When the rendition comes right after the witness’ answer, there is no doubt that judges and jurors will be able to link one of these renditions to the original speech and to the body language.  It is also more likely that the interpreter will remember all of these circumstances better when he just heard them a few seconds ago. It is widely held that short consecutive is more precise than a long rendition, and in these circumstances it is more evident.  Also, a short consecutive will allow the attorneys and judges to direct the witness to answer a question or to object to an answer more efficiently.  It makes it possible for an interpreter to clarify a term or expression with the person speaking from the witness stand.

In my opinion, even though I like long consecutive better, I believe that a short rendition is more appropriate for court.

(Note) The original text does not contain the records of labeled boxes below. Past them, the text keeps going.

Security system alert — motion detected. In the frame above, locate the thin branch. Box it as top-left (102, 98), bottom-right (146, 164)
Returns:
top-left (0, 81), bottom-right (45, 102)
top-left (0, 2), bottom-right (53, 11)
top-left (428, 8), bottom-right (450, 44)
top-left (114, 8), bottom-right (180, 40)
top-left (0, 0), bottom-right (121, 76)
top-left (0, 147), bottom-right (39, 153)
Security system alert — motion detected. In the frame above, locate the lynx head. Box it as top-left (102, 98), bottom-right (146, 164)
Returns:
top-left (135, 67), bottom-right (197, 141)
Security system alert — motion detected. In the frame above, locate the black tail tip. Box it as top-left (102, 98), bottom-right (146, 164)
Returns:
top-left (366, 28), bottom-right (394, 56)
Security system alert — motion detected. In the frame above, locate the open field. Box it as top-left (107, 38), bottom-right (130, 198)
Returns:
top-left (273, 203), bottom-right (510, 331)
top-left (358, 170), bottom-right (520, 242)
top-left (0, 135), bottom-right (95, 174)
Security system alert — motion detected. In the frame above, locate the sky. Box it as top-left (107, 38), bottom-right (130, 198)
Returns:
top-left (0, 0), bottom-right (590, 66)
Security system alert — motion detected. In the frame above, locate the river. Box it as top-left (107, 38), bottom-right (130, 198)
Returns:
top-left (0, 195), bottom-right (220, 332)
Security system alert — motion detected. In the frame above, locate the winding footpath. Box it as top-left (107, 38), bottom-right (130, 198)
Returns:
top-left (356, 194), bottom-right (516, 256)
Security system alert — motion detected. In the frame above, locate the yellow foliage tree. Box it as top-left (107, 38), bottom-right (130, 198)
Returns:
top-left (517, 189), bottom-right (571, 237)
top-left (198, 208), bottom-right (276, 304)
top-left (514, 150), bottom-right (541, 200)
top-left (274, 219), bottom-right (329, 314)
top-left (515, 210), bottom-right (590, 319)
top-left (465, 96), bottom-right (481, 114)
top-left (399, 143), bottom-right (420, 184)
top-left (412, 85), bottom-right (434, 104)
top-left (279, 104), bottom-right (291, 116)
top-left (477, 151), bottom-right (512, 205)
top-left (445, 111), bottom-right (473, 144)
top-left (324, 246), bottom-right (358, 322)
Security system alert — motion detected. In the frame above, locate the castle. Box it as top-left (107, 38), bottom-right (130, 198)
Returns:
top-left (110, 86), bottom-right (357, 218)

We still need to determine how short that rendition needs to be.

There are two main tendencies when it comes to short consecutive court interpreting from the witness stand: Those who want an extremely short segment of just a sentence or a couple of phrases, and the interpreters that believe that consecutive interpreting in court should be short, but it also needs to make sense, fulfill its purpose.

During my years of practice in court I saw some interpreters who were busy stopping the witness every other sentence, according to them: for accuracy; according to me: because of mediocrity on the part of the interpreter. I do not believe that you can argue accuracy when faced with a rendition that goes like this:

“…can you please…” stop. Interpretation follows.

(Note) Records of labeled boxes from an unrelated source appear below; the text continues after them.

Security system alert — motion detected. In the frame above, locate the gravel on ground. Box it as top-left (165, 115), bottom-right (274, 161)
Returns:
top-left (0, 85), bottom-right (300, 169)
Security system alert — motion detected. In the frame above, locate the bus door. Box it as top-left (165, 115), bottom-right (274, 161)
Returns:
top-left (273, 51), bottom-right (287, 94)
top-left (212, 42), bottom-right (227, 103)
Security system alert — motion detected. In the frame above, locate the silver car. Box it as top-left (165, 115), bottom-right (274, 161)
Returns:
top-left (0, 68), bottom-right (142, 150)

“…tell us your name for the record…” stop. Interpretation follows.

Extremely short segments risk the possibility of producing a testimony that nobody can understand, and cutting the witness’ train of thought, resulting in unintended omissions by a witness who can never get to the point of concentration, and that could be very serious.

Short consecutive in court must be long and flexible enough, for a witness to tell part of his story in a coherent, logical fashion where he feels free to finish an idea before having to stop for the interpretation. Sometimes, this can be achieved with a ten second segment, but sometimes the witness may need three or four minutes to share the facts of the case in a way that is clear, complete, detailed, and gives the judge and jurors the necessary tools to evaluate the credibility of that witness.

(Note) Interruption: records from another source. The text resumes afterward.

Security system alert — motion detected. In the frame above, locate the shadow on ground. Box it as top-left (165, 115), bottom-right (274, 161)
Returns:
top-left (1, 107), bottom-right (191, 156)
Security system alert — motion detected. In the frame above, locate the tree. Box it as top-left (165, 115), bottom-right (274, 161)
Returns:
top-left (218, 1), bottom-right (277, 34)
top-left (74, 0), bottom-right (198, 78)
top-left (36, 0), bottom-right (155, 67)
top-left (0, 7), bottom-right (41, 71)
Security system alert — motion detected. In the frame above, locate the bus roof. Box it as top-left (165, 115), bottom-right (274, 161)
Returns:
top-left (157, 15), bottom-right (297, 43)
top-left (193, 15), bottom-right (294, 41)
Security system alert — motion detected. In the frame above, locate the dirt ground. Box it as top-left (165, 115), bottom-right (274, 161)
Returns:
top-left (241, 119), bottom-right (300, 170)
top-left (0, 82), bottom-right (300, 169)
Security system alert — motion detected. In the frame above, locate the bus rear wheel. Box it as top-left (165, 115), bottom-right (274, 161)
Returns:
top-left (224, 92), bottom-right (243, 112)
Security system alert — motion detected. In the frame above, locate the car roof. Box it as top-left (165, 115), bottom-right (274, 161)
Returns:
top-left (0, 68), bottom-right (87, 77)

It is also important to mention that the court interpreter should always allow the witnesses to finish his statement (unless the judge orders him not to). Because of this complex interpretation, that is almost like a dance between witness and interpreter, a good interpreter must talk to the witness ahead of time, explain what is needed to have a good accurate rendition, and in my opinion, the interpreter must be in the proximity of the witness (being careful not to obstruct the view of judge and jurors) so that clarifications, repetitions, and hints as to stop at the end of a segment (maybe through eye contact, a hand signal, or other) can be done without disrupting that rhythm. This is, in my opinion, the main reason why we have not seen the proliferation of two-way simultaneous interpretation from the witness stand. The interpreter needs to be with the witness, not in the booth or somewhere else.

You see, court interpreting is sui generis; it often breaks the rules of other more conventional types of interpreting. It is not just about the message, it is about the credibility of the individual delivering the message, and for that reason, the obvious, the redundant, and the obscene have to be interpreted from the witness stand. I now ask you to share with us your comments about consecutive court interpreting from the witness stand.